Carolyn Clancy will discuss the ideas presented in this post at the Health Affairs event, “The Care We Need: NQF and 20 Years of Quality,” at 2:00 PM ET today.

Early in my career, I was afforded a unique opportunity to be at the forefront of the quality improvement movement in U.S. medicine, joining the Agency for Health Care Policy and Research in 1990 (renamed the Agency for Healthcare Research and Quality (AHRQ) in 1999). The 1999 reauthorization and new name occurred almost simultaneously with the Institute of Medicine's publication of To Err Is Human and instructed AHRQ to support research on making patient care safer.

My mentor, friend, and predecessor as AHRQ director, John Eisenberg, submitted a rapid, but comprehensive report to the president within 60 days of the publication of To Err is Human, focused on specific actions that all federal agencies could take to advance or motivate safety improvements. We also turned to the newly established National Quality Forum (NQF) to endorse a set of evidence-based best practices mitigating patient harm. For instance, while many believed computerized order entry was essential to reducing errors, the evidence review was only cautiously optimistic that it should be implemented everywhere, immediately.

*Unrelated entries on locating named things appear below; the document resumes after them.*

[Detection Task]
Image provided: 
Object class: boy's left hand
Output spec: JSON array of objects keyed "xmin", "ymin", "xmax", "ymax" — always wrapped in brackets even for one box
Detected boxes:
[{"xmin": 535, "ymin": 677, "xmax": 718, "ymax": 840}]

As director of AHRQ from 2002–2013, I launched the inaugural annual reports to Congress on health care quality and disparities, and oversaw development of a robust portfolio in patient safety research. I spent a good amount of my time communicating the importance of evidence-based practices to support safe and equitable patient care.

In those early days we recognized that patient care would benefit from a systems approach that integrated patient safety, education, health care delivery, and clinical practice guidelines. We also knew that as a research agency we needed public and private partners to use the best evidence to inform their health care programs.

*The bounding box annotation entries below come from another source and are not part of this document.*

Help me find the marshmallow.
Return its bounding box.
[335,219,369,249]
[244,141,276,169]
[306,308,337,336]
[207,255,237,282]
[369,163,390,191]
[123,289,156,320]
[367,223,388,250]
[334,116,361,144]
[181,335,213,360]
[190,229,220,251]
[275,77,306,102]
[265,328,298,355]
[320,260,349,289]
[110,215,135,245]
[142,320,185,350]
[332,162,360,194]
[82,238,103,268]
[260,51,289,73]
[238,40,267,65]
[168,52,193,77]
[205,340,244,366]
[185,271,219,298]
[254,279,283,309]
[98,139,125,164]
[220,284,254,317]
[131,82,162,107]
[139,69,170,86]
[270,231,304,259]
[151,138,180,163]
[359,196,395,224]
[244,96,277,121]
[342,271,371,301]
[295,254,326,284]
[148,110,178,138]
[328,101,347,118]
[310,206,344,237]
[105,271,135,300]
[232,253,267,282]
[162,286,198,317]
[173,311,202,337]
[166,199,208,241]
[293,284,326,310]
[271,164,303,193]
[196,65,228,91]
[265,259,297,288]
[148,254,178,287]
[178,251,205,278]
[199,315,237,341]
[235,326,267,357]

While we have made much progress in improving the safety of care that we provide patients, especially in reducing health care-acquired infections and medication errors, there is still much more to learn and implement.

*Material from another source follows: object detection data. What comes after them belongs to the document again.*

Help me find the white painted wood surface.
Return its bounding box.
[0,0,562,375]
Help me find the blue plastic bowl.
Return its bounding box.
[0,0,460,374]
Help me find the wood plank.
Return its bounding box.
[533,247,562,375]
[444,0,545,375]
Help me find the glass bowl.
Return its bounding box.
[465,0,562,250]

Recognizing the importance of changes in the policy, professional, health care delivery, and technology landscapes, NQF established a National Quality Task Force in 2019 to reexamine our progress and to set a new agenda for the way forward. Building on lessons learned over the preceding 20 years about the imperative of collaborating with all participants in care delivery, NQF sought broad advice and input in developing the task force and reviewing the results─to inform a path forward.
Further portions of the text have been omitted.